Con lo sguardo melancolico e ironico nello stesso tempo, proprio di chi ha vissuto senza riserve, raccontava degli anni del primo dopoguerra. Anni in cui a Milano lui ed altri amici artisti, tra cui Manzoni, Baj, Crippa, Milani, immaginavano l'arte contemporanea anticipando molto di quanto sarebbe avvenuto in seguito. A volte contrariato perché questo non veniva riconosciuto. Solo negli ultimi anni, dopo più di trent'anni dalla sua morte Fontana verrà collocato al suo giusto posto nello svolgersi della storia dell'arte.
Punto di riferimento per gran parte della vita artistica milanese non solo per la sua generazione ma soprattutto per le generazioni a seguire. Con grande generosità ha sempre aiutato i giovani artisti che si rivolgevano a lui ottenendo attenzione.
Credo che Fontana vada annoverato fra i grandi scultori del '900. Portando all'estrema conseguenza la scultura partendo dall'ultimo Medardo Rosso. Procedendo da un filone tradizionale della scultura assillata dal dubbio di essere d'accordo con qualche capolavoro del passato arriva al sacrificio della sapienza delle sue mani esperte nella ricerca esasperata dell'invisibile. In un ritorno al caos, al nulla, attraverso il gesto barbarico del bucare, del tagliare per dare forma al respiro della luce. Quasi un saggio di pura scultura intesa come saggio di anatomia viva.

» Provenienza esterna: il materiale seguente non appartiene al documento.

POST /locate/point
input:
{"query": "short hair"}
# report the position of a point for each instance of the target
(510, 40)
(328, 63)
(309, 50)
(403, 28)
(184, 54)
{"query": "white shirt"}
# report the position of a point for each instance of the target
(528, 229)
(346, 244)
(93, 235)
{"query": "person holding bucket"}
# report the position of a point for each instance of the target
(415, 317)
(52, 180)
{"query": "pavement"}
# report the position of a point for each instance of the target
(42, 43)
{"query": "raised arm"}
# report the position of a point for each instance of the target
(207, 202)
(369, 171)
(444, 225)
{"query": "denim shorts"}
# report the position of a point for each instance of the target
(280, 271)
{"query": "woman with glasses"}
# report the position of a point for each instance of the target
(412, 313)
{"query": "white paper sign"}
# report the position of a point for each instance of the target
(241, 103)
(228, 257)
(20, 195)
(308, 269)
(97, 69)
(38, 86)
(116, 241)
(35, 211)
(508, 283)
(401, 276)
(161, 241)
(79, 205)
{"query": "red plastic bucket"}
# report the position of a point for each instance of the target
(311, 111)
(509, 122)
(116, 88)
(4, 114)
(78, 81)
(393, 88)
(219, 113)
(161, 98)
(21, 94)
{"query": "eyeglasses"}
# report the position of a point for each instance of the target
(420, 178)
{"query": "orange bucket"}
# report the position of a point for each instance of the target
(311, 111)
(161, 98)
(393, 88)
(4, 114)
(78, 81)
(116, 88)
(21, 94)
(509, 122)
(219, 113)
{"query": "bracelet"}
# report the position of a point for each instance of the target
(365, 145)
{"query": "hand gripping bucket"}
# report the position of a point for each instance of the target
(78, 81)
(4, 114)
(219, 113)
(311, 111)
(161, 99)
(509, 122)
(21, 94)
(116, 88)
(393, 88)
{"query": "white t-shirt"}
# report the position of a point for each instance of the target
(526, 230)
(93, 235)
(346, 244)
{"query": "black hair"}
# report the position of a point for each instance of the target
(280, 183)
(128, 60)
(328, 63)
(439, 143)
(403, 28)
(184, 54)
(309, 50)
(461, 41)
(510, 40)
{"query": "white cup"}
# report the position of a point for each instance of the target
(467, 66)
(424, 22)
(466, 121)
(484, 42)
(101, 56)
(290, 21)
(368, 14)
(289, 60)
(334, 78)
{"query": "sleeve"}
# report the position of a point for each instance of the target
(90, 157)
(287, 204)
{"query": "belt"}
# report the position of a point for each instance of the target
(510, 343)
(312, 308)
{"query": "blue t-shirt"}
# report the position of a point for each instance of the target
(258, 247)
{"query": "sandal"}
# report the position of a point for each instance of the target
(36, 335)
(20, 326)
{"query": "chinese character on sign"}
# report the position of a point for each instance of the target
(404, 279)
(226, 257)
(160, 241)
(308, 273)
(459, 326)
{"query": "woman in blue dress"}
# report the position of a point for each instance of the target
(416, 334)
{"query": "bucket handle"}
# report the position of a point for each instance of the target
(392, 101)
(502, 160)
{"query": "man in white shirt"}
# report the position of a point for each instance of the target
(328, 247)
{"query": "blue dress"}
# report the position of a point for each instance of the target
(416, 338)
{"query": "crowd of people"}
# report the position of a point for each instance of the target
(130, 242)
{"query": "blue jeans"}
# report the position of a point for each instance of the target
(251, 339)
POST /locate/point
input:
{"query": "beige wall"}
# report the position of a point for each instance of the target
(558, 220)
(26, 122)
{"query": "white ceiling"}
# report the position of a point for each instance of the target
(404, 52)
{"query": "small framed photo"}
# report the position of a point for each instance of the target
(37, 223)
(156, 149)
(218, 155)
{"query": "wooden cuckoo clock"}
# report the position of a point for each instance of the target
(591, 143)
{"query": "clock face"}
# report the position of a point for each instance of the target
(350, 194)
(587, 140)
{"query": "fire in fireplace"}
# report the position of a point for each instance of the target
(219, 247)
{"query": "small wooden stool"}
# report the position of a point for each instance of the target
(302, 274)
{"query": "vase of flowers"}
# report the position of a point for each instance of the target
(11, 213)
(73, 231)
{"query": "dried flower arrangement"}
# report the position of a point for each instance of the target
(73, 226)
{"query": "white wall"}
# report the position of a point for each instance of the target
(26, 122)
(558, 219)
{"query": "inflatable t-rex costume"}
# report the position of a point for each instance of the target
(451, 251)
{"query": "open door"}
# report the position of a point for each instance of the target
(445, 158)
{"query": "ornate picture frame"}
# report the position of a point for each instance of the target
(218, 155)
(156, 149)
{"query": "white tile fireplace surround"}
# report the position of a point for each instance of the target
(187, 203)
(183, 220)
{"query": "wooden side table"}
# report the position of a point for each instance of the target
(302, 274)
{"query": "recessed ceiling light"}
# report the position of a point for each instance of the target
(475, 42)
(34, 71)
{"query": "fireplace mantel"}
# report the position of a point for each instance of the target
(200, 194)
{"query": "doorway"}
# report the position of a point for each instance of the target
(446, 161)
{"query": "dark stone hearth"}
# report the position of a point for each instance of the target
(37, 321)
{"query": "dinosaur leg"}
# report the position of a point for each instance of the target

Come in una identificazione col soggetto non sapendo di che è fatto. Limite estremo di smarrimento e di purezza. Fontana quando parlava dei suoi concetti spaziali dichiarava di non voler fare della pittura o della scultura moderna, essendosi liberato da questa forma di isterismo artistico contemporaneo, logica conseguenza di un'arte che non trova più la sua evoluzione. Penso che Fontana sia un tipico esempio di grande intelligenza intuitiva non comprensibile agli strumenti della logica e del linguaggio. Strumenti come manifesti (Manifesto Blanco) e testi teorici o critici divengono mistificazioni di comodo per qualcosa che va oltre.
Un'intelligenza disponibile a mandare in rovina le ragioni del suo essere per poter essere, in una sorta di monasticità ove sono il nulla e l'asimmetria a dominare. Poi con quel pudore tipico dei grandi gli era facile scherzare sul suo lavoro. Autore delle più salaci battute attorno alle sue opere. Era un metodo di selezione degli interlocutori. Nell'ultima estate parlava dell'urgenza di un nuovo manifesto per delineare le due possibilità dell'arte contemporanea di cui una in predominanza del pensiero-concetto e l'altra per un ritorno alla pittura e alla scultura. Quasi un desiderio di rimettere ordine con un ritorno alle regole. Per poi rivistarle nuovamente nell'avventura della forma.
Esistono artisti che, pur nella loro unicità, trasformano il loro punto d'arrivo in punto di partenza per gli altri. Come processionanti del divenire dell'arte. Sono i Maestri. Fontana è uno dei miei Maestri. In fondo è un Eterno Presente.